Pivot/Crosstab/Denormalization of a Normalized List « Python recipes

This function creates a cross-tab or pivot table from a normalised input table. Use this function to 'denormalize' a table of normalized records.

      def pivot(table, left, top, value):
    """
    Creates a cross-tab or pivot table from a normalised input table. Use this
    function to 'denormalize' a table of normalized records.
    
    * The table argument can be a list of dictionaries or a Table object.
    (http://aspn.activestate.com/ASPN/Cookbook/Python/Recipe/334621)
    * The left argument is a tuple of headings which are displayed down the 
    left side of the new table.
    * The top argument is a tuple of headings which are displayed across the 
    top of the new table.
    Tuples are used so that multiple element headings and columns can be used.
    
    Eg. To transform the list (listOfDicts):
    
    Name,   Year,  Value
    -----------------------
    'Simon', 2004, 32
    'Russel', 2004, 64
    'Simon', 2005, 128
    'Russel', 2005, 32
    
    into the new list:
    
    'Name',   2004, 2005
    ------------------------
    'Simon',  32,     128
    'Russel',  64,     32
    
    you would call pivot with the arguments:
    
    newList = pivot(listOfDicts, ('Name',), ('Year',), 'Value')
    
    """
    rs = {}
    ysort = []
    xsort = []
    for row in table:
        yaxis = tuple([row[c] for c in left])
        if yaxis not in ysort: ysort.append(yaxis)
        xaxis = tuple([row[c] for c in top])
        if xaxis not in xsort: xsort.append(xaxis)
        try:
            rs[yaxis]
        except KeyError:
            rs[yaxis] = {}
        if xaxis not in rs[yaxis]:
            rs[yaxis][xaxis] = 0
        rs[yaxis][xaxis] += row[value]
            
    headings = list(left)
    headings.extend(xsort)
    
    t = []
    #If you want a list of dictionaries returned, use a cheaper alternative,
    #the Table class at:
    #       http://aspn.activestate.com/ASPN/Cookbook/Python/Recipe/334621
    #and replace the above line with this code:
    #t = Table(*headings)

    for left in ysort:
        row = list(left)
        row.extend([rs[left][x] for x in rs[left]])
        t.append(dict(zip(headings,row)))
    return t


if __name__ == "__main__":
    import random
    #Build a list of dictionaries
    c = "Employee","Year","Month","Value"
    d = []
    for y in xrange(2003,2005):
        for m in xrange(1,13):
            for e in xrange(1,6):
                d.append(dict(zip(c,(e,y,m,random.randint(10,90)))))
    #pivot the list contents using the 'Employee' field for the left column,
    #and the 'Year' field for the top heading and the 'Value' field for each
    #cell in the new table.
    t = pivot(d,["Employee"],["Year"],"Value")
    for row in t:
        print row

      

This is a common operation, esp. when dealing with result sets returned from a SQL query.

Tags: database

5 comments

Giovanni Ulivi 19 years, 2 months ago # | flag

how to take care of missing or unordered data.
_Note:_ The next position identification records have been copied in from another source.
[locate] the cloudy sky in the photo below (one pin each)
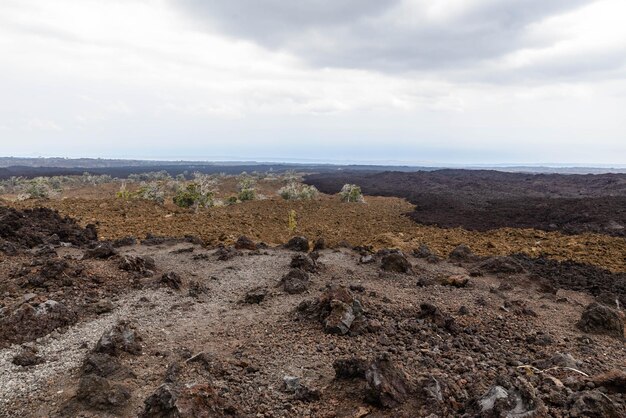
(418, 81)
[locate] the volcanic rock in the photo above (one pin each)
(199, 400)
(462, 253)
(296, 281)
(396, 262)
(143, 265)
(102, 250)
(298, 244)
(349, 368)
(600, 319)
(27, 357)
(256, 295)
(593, 404)
(245, 243)
(31, 321)
(122, 337)
(99, 393)
(303, 262)
(387, 384)
(171, 280)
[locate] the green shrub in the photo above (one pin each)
(153, 192)
(37, 188)
(192, 196)
(246, 189)
(295, 191)
(124, 193)
(351, 193)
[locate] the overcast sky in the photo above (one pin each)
(418, 81)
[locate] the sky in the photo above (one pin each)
(396, 81)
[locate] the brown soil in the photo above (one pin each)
(379, 222)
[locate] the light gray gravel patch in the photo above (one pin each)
(63, 353)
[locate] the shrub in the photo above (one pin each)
(37, 188)
(351, 193)
(192, 196)
(295, 191)
(292, 222)
(152, 191)
(124, 193)
(246, 189)
(151, 176)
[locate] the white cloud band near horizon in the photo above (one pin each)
(446, 81)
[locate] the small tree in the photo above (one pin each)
(292, 221)
(295, 191)
(152, 191)
(124, 193)
(351, 193)
(37, 188)
(192, 196)
(246, 189)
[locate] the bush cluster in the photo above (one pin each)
(192, 196)
(351, 193)
(297, 191)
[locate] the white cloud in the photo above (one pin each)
(118, 78)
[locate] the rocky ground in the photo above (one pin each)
(172, 327)
(484, 200)
(380, 222)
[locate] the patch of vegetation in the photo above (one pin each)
(351, 193)
(39, 188)
(152, 191)
(246, 188)
(298, 191)
(292, 221)
(192, 196)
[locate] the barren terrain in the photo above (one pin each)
(132, 308)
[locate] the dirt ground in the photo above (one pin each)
(203, 347)
(380, 222)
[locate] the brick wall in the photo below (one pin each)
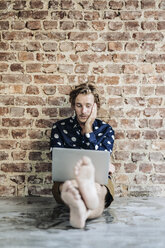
(46, 47)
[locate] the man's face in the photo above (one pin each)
(83, 107)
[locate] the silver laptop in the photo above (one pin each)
(65, 159)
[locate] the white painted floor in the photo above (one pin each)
(39, 222)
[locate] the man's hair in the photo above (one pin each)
(86, 88)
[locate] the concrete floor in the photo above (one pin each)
(39, 222)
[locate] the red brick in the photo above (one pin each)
(4, 25)
(16, 167)
(98, 47)
(18, 155)
(32, 90)
(48, 79)
(130, 168)
(31, 68)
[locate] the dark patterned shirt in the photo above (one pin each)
(67, 134)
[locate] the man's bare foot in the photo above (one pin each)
(85, 176)
(78, 211)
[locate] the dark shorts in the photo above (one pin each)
(108, 198)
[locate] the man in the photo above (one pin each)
(85, 198)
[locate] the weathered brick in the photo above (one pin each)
(148, 4)
(29, 100)
(17, 112)
(18, 155)
(17, 35)
(16, 167)
(7, 190)
(16, 122)
(35, 134)
(148, 134)
(48, 79)
(16, 78)
(49, 68)
(50, 46)
(36, 4)
(52, 112)
(98, 25)
(3, 155)
(50, 25)
(4, 25)
(31, 68)
(16, 68)
(7, 144)
(130, 167)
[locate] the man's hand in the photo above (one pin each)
(88, 124)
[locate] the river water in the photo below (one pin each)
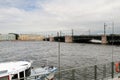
(72, 54)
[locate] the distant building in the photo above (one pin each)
(31, 37)
(7, 37)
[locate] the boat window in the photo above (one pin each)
(22, 75)
(15, 76)
(4, 78)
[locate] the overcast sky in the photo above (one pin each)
(53, 15)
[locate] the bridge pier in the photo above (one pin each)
(104, 39)
(68, 39)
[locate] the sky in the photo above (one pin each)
(83, 16)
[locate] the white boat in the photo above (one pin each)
(96, 41)
(22, 70)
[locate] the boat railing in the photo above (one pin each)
(96, 72)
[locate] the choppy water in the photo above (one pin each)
(72, 54)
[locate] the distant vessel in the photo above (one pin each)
(22, 70)
(96, 41)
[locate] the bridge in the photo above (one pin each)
(105, 39)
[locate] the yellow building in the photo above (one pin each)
(31, 37)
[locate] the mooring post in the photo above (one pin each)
(112, 69)
(73, 74)
(95, 75)
(104, 71)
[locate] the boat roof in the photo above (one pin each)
(14, 67)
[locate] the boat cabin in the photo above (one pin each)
(15, 70)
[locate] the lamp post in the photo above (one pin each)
(112, 49)
(105, 29)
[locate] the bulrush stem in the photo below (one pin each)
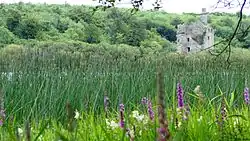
(163, 132)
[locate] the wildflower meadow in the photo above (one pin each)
(126, 101)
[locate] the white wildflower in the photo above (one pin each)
(112, 124)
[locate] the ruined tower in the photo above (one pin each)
(196, 36)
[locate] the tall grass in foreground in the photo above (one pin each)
(42, 95)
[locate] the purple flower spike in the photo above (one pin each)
(144, 100)
(106, 102)
(246, 95)
(150, 110)
(180, 95)
(122, 123)
(147, 102)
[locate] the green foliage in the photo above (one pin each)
(6, 37)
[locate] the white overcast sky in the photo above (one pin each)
(172, 6)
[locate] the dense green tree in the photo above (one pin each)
(167, 33)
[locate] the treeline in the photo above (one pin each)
(21, 23)
(44, 31)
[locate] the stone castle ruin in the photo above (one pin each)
(196, 36)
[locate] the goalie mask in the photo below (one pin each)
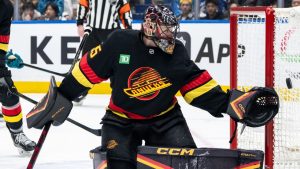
(160, 25)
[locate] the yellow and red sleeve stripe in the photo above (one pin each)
(252, 165)
(84, 3)
(122, 11)
(4, 39)
(84, 74)
(12, 114)
(197, 87)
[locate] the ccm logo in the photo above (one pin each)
(175, 151)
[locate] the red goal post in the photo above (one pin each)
(265, 51)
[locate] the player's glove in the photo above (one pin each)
(254, 108)
(53, 108)
(13, 60)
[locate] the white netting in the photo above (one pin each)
(251, 72)
(287, 66)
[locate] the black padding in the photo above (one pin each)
(254, 108)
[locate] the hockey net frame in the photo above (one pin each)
(269, 26)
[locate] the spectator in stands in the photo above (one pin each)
(42, 4)
(29, 12)
(158, 2)
(68, 10)
(231, 4)
(186, 10)
(222, 7)
(51, 12)
(212, 10)
(295, 3)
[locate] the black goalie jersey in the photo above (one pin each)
(144, 80)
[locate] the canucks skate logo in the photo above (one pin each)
(145, 83)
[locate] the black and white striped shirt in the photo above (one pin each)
(104, 14)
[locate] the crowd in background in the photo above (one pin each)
(184, 9)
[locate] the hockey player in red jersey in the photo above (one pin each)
(146, 69)
(11, 107)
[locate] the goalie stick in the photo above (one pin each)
(96, 132)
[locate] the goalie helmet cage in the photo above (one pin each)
(264, 51)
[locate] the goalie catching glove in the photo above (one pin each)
(254, 108)
(54, 108)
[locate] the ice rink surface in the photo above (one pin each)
(67, 146)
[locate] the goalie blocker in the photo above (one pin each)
(254, 108)
(54, 108)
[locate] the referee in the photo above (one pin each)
(103, 17)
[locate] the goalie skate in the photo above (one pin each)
(79, 100)
(25, 145)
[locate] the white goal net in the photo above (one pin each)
(265, 51)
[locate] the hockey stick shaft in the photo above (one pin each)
(96, 132)
(39, 146)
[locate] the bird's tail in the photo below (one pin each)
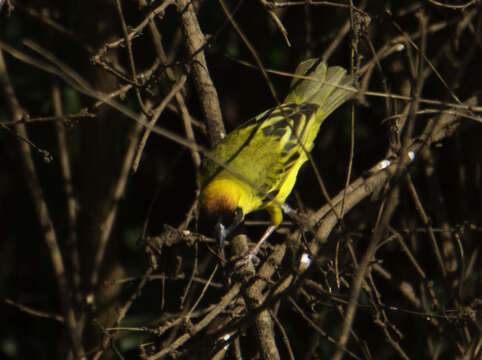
(315, 83)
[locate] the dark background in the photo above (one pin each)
(402, 312)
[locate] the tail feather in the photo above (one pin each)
(327, 87)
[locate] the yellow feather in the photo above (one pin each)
(263, 156)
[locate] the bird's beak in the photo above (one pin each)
(223, 232)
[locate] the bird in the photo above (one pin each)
(256, 165)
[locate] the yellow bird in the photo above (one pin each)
(255, 166)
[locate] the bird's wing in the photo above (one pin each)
(264, 149)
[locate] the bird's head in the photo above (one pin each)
(222, 205)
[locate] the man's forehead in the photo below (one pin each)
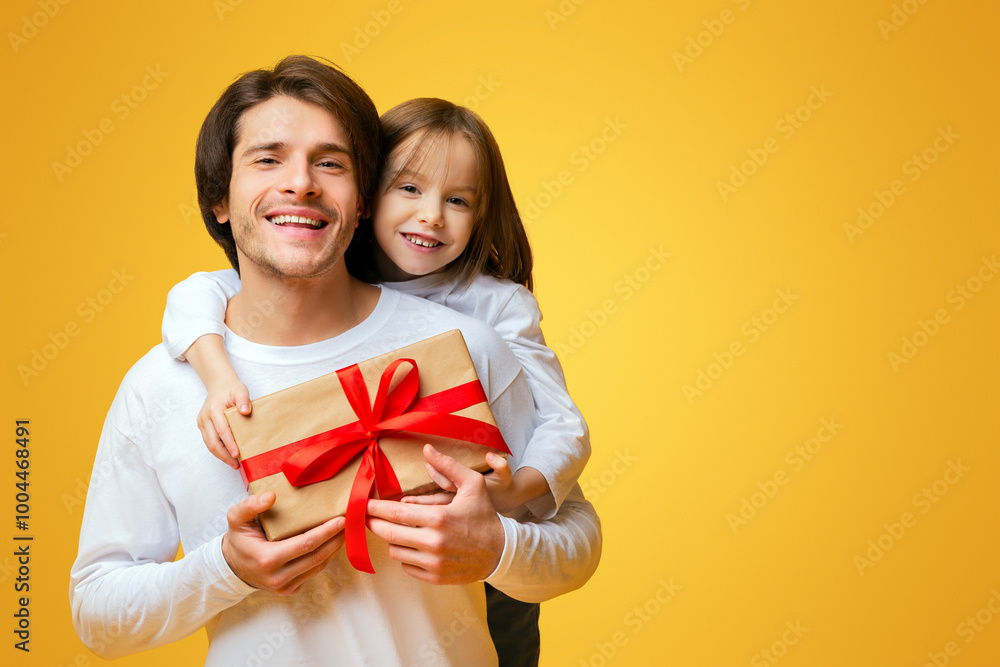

Hi, I tried the pivot function on a csv file that has both missing data and unordered fields, and I found that it misplaces all the values.
I modified the function to take care of these problems.
I commented the few lines that I have added or modified, and changed the example at the top.
I hope this can help.
Giovanni Ulivi


def pivot(table, left, top, value):
    """
    Creates a cross-tab or pivot table from a normalised input table. Use this
    function to 'denormalize' a table of normalized records.

    * The table argument can be a list of dictionaries or a Table object.
    (http://aspn.activestate.com/ASPN/Cookbook/Python/Recipe/334621)
    * The left argument is a tuple of headings which are displayed down the
    left side of the new table.
    * The top argument is a tuple of headings which are displayed across the
    top of the new table.
    Tuples are used so that multiple element headings and columns can be used.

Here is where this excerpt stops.